# O-ring drive belt



## Brian Rupnow (Jul 17, 2008)

This is the a video of the reduction pulley and an o-ring drive belt added to my latest steam engine.


----------



## Philjoe5 (Jul 17, 2008)

Brian,
Cool video. What is the relationship between the thickness of the O ring and the groove width and depth in the pulleys?

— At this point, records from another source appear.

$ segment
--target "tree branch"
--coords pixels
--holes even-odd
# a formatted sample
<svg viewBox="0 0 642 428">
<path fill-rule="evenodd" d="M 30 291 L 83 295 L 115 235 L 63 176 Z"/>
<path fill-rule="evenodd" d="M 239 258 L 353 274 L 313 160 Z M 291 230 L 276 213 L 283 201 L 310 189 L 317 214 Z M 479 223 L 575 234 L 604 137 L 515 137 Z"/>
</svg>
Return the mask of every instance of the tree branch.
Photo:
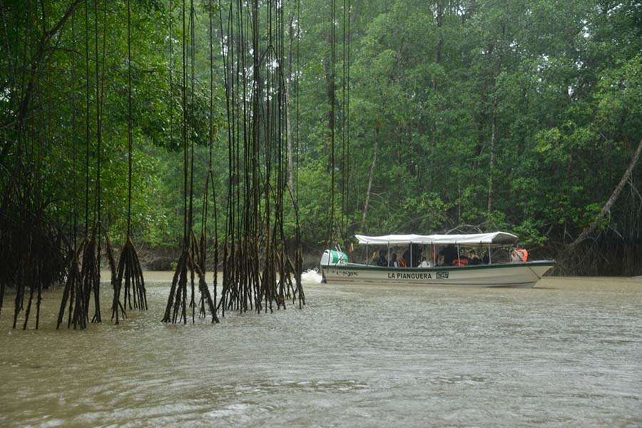
<svg viewBox="0 0 642 428">
<path fill-rule="evenodd" d="M 613 204 L 614 204 L 616 200 L 617 200 L 618 197 L 620 195 L 620 193 L 622 191 L 622 189 L 624 188 L 624 185 L 628 181 L 628 178 L 629 177 L 631 177 L 631 173 L 636 168 L 636 165 L 637 165 L 638 160 L 640 159 L 641 153 L 642 153 L 642 140 L 640 140 L 640 143 L 638 144 L 638 149 L 636 151 L 633 158 L 631 158 L 631 163 L 628 164 L 628 168 L 627 168 L 626 170 L 624 171 L 624 175 L 622 176 L 622 179 L 620 180 L 620 183 L 618 183 L 617 187 L 616 187 L 615 190 L 613 191 L 613 193 L 611 193 L 611 198 L 609 198 L 608 200 L 606 201 L 606 203 L 604 204 L 603 208 L 602 208 L 602 210 L 600 211 L 600 213 L 597 215 L 597 217 L 595 218 L 595 220 L 593 220 L 593 223 L 591 224 L 591 225 L 588 228 L 585 228 L 584 230 L 582 230 L 582 233 L 580 233 L 579 236 L 578 236 L 577 238 L 574 241 L 573 241 L 573 243 L 569 245 L 569 250 L 571 250 L 571 251 L 574 250 L 579 243 L 587 239 L 588 235 L 595 231 L 604 216 L 607 213 L 611 212 L 611 207 L 612 207 Z"/>
</svg>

BTW if the huge gear next to your engine is your next project, I can't wait ;D

Cheers,
Phil


----------



## Brian Rupnow (Jul 17, 2008)

I made the grooves in the pulleys 0.020" deep x 0.100 wide. The o-ring is .093" diameter. This is all guess work at present, but ya can't argue with success. Its not like a v-belt that fits into a v shaped groove to transmit more torque without slipping. These little engines couldn't really cope with the power loss that is inherent in a v-pulley system. The big gear, and the casting beside it are---believe it or not---parts of the drive for a cookie dough machine I am designing. My customer, owner of a commercial bakery, reclaimed the drives, castings, and extruder rolls from a strip dough processor out of California, and I am using them as the basis for a machine that makes literally millions of frozen cookies for distribution in the major grocery stores.


----------



## Powder keg (Jul 20, 2008)

Great job there Brian!!! Nice Video to
	

	
	
		
		

		
			





I can't wait to see your Bubble machine.

Wes


----------



## Brass_Machine (Jul 20, 2008)

Powder keg  said:
			
		

>



I see someone found Rick's smilies 
	

	
	
		
		

		
		
	


	





Can't wait to see the bubble machine!

Eric


----------